Oristano 21 maggio 2020
Cari amici,
Che la Xylella stia
flagellando da anni gli ulivi pugliesi è ormai una storia tanto nota da non costituire
certo una novità. Il problema, ancora difficilissimo da risolvere, è “come
debellare” l’aggressione dell’insetto, ma finora nessuna soluzione è apparsa
all’altezza. Tra le ultime possibilità in analisi c’è quella dell’utilizzo di
insetti alloctoni, ossia non appartenenti al nostro ecosistema, in grado di
combattere la Xylella aggredendo gli insetti vettori del contagio. Una
soluzione non esente certo da rischi. Ma per capire meglio partiamo dall’origine,
ovvero vediamo cos’è la Xylella e come agisce.
La Xylella
fastidiosa è un batterio trasmesso alle piante da insetti vettori e il
vettore per elezione è il Philaenus spumarius, noto come “sputacchina”.

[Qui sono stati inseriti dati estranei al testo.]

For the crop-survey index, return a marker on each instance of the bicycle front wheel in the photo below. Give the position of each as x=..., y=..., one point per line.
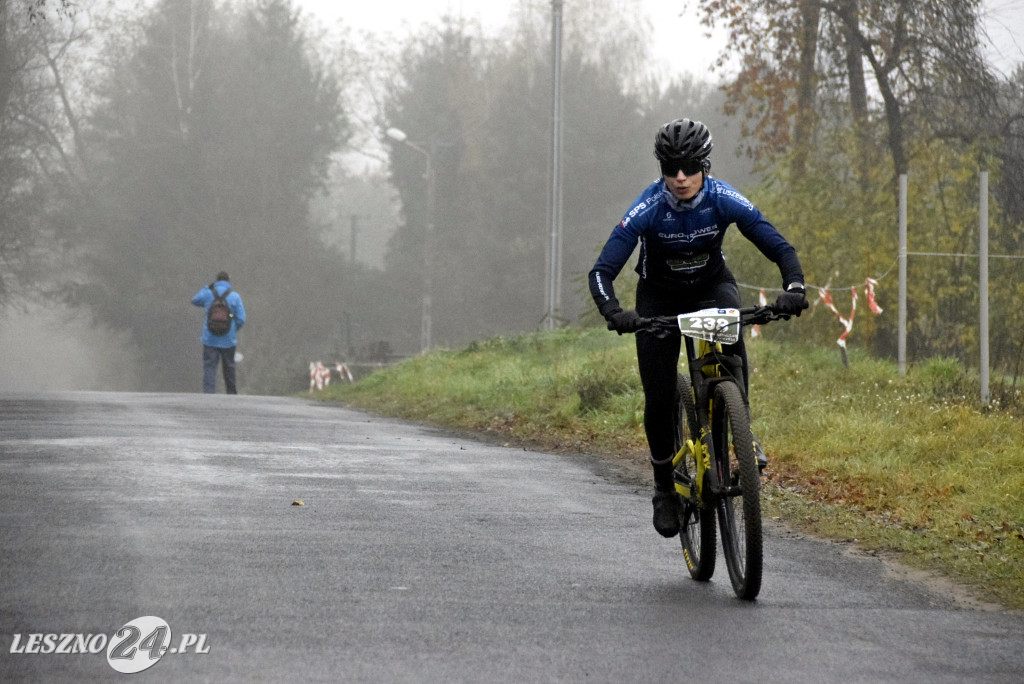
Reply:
x=739, y=507
x=696, y=520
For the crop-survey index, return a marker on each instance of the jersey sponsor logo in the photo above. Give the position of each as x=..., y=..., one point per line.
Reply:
x=688, y=263
x=707, y=231
x=735, y=196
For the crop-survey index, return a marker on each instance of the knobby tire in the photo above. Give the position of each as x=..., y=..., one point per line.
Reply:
x=696, y=525
x=739, y=516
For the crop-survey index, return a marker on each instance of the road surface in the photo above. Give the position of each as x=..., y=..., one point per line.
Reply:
x=417, y=556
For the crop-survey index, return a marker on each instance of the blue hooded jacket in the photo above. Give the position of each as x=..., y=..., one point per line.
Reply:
x=204, y=298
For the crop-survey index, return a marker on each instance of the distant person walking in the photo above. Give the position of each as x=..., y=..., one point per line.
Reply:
x=224, y=316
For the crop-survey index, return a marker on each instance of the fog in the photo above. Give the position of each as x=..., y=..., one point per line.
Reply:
x=175, y=138
x=50, y=348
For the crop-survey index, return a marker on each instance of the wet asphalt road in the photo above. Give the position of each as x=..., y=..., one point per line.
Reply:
x=419, y=556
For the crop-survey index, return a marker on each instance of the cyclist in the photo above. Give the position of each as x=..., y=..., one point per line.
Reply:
x=680, y=222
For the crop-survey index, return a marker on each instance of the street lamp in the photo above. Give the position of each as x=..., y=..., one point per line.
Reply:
x=398, y=135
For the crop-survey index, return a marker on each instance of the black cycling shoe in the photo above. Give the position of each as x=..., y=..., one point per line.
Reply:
x=666, y=512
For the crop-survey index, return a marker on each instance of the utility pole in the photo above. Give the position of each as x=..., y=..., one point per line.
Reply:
x=555, y=265
x=352, y=239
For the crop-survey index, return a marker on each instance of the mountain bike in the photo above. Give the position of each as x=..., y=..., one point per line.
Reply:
x=716, y=467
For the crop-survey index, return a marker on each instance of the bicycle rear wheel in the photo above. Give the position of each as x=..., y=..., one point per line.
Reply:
x=696, y=525
x=739, y=510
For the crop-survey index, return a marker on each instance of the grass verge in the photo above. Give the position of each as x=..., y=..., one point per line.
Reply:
x=906, y=465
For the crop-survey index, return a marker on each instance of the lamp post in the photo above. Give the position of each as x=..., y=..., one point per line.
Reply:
x=399, y=136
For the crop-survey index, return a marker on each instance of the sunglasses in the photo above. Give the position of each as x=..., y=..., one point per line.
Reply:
x=689, y=167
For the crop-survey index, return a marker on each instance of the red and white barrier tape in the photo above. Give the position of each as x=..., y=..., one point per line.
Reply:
x=320, y=375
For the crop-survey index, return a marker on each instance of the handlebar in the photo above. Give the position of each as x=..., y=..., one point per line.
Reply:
x=751, y=315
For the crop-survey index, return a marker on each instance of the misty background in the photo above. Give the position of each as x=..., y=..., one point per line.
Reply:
x=145, y=146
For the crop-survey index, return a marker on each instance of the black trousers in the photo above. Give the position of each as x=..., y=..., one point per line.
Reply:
x=658, y=358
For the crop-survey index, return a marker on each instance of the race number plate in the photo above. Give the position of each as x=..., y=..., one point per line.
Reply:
x=712, y=325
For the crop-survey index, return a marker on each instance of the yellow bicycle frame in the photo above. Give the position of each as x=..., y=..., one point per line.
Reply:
x=701, y=457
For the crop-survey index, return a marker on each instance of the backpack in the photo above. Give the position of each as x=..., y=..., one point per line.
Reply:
x=218, y=317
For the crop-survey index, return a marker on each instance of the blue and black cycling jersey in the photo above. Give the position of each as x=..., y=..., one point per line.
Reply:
x=681, y=242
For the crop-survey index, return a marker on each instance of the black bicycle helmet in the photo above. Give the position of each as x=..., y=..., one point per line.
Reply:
x=682, y=138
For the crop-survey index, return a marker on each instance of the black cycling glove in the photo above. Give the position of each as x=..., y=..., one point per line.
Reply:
x=624, y=322
x=793, y=301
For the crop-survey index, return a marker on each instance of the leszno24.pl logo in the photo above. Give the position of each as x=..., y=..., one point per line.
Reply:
x=136, y=646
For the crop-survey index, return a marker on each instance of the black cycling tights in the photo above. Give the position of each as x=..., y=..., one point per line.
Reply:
x=658, y=359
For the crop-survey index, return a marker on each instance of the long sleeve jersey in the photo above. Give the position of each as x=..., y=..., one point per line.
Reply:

Succhiando la linfa dagli alberi già infettati, la “sputacchina” trasporta il
batterio da una pianta all’altra, contagiando quelle sane.
Il batterio della
Xylella, una volta introdotto nell’albero, si riproduce nei vasi linfatici
creando una sorta di gel che blocca il flusso della linfa e causa quindi il
disseccamento rapido dell’olivo o altre patologie che colpiscono anche viti e
agrumi.
Data la difficoltà di
individuare l’inizio dell’infezione, non è possibile curare le piante infette e
per contenere il contagio è necessario estirparle e seguire alla lettera le
regole di contenimento e prevenzione dell’epidemia dettate dalla Regione Puglia.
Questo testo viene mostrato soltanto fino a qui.